BinauralGrad: A Two-Stage Conditional Diffusion Probabilistic Model for Binaural Audio Synthesis
Reddit Discussions: Click me
- Yichong Leng* (University of Science and Technology of China) email@example.com
- Zehua Chen* (Imperial College London) firstname.lastname@example.org
- Junliang Guo (Microsoft Research) email@example.com
- Haohe Liu (University of Surrey) firstname.lastname@example.org
- Jiawei Chen (South China University of Technology) email@example.com
- Xu Tan^ (Microsoft Research Asia) firstname.lastname@example.org
- Danilo Mandic (Imperial College London) email@example.com
- Lei He (Microsoft Azure Speech) firstname.lastname@example.org
- Xiang-Yang Li (University of Science and Technology of China) email@example.com
- Tao Qin (Microsoft Research Asia) firstname.lastname@example.org
- Sheng Zhao (Microsoft Azure Speech) email@example.com
- Tie-Yan Liu (Microsoft Research Asia) firstname.lastname@example.org
* Equal contribution.
^ Corresponding author.
Binaural audio plays a significant role in constructing immersive augmented and virtual realities. As it is expensive to record binaural audio from the real world, synthesizing them from mono audio has attracted increasing attention. This synthesis process involves not only the basic physical warping of the mono audio, but also room reverberations and head/ear related filtrations, which, however, are difficult to accurately simulate in traditional digital signal processing. In this paper, we formulate the synthesis process from a different perspective by decomposing the binaural audio into a common part that shared by the left and right channels as well as a specific part that differs in each channel. Accordingly, we propose BinauralGrad, a novel two-stage framework equipped with diffusion models to synthesize them respectively. Specifically, in the first stage, the common information of the binaural audio is generated with a single-channel diffusion model conditioned on the mono audio, based on which the binaural audio is generated by a two-channel diffusion model in the second stage. Combining this novel perspective of two-stage synthesis with advanced generative models (i.e., the diffusion models),the proposed BinauralGrad is able to generate accurate and high-fidelity binaural audio samples.Experiment results show that on a benchmark dataset, BinauralGrad outperforms the existing baselines by a large margin in terms of both object and subject evaluation metrics (Wave L2: 0.128 vs. 0.157, MOS: 3.80 vs. 3.61).

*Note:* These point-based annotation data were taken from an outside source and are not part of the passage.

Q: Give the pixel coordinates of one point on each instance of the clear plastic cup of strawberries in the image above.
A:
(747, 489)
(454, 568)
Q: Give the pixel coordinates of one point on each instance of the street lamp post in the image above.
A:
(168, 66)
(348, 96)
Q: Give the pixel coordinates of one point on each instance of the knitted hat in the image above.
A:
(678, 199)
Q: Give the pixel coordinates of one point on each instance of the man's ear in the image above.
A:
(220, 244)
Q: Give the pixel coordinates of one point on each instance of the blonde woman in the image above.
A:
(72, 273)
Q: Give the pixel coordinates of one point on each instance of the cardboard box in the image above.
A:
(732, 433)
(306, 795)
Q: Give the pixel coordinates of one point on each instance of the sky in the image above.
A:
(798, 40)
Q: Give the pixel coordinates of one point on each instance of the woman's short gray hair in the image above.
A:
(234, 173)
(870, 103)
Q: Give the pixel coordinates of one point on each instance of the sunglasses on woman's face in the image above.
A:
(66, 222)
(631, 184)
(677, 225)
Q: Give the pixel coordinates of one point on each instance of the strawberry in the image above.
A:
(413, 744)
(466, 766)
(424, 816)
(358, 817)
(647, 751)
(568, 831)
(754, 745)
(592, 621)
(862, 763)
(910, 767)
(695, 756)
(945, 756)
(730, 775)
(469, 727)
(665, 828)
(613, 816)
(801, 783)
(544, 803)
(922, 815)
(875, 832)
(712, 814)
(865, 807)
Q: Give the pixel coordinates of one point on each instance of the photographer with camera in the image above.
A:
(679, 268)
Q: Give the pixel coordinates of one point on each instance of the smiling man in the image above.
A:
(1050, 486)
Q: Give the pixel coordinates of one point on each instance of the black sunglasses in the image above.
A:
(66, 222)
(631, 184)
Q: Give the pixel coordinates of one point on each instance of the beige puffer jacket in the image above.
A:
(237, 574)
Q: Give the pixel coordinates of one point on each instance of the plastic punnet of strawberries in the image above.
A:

The below video is used to show the comparison of our BinauralGrad with recording, WarpNet baseline, WaveNet baseline, Digital Signal Processing (DSP) baseline, which can be downloaded in here if there is problem in online watching.
Note the we show the binaural audio from recording, BinauralGrad and baseline systems in one demo video with montage. If you are interested in the corresponding video with a system sololy, you can download it in Recording, BinauralGrad, WarpNet, WaveNet, DSP.
Note the silence video in our demo is borrowed from the dataset in BinauralSpeechSynthesis.
The following part is 5 audio samples, each of which consists of 5 audio from recording, BinauralGrad (Our method), WarpNet baseline, WaveNet baseline, Digital Signal Processing (DSP) baseline.
We randomly select three cases from the test set to intuitively compare the proposed BinauralGrad with other baselines. For each sample we plot 2 sub-figures, each with N=1000 sampling points in a sampling rate of 48kHz, and the time length of each sample is around 0.021s.
One sub-figure (e.g., Figure 1(a), 2(a), 3(a)) shows the waveform of the mono audio, the ground-truth (GT) binaural audio and the generated binaural audio with amplitude information, in which we can visually check the time delay with the red dashed lines, and we can also compare the difference between different models. Another sub-figure (e.g., Figure 1(b), 2(b), 3(b)) shows the prediction error between generated audio and GT audio. The blue lines show the GT results, while the red lines represent the prediction error at each sampling point. The prediction error of each model is shown in the same range [-0.2, 0.2].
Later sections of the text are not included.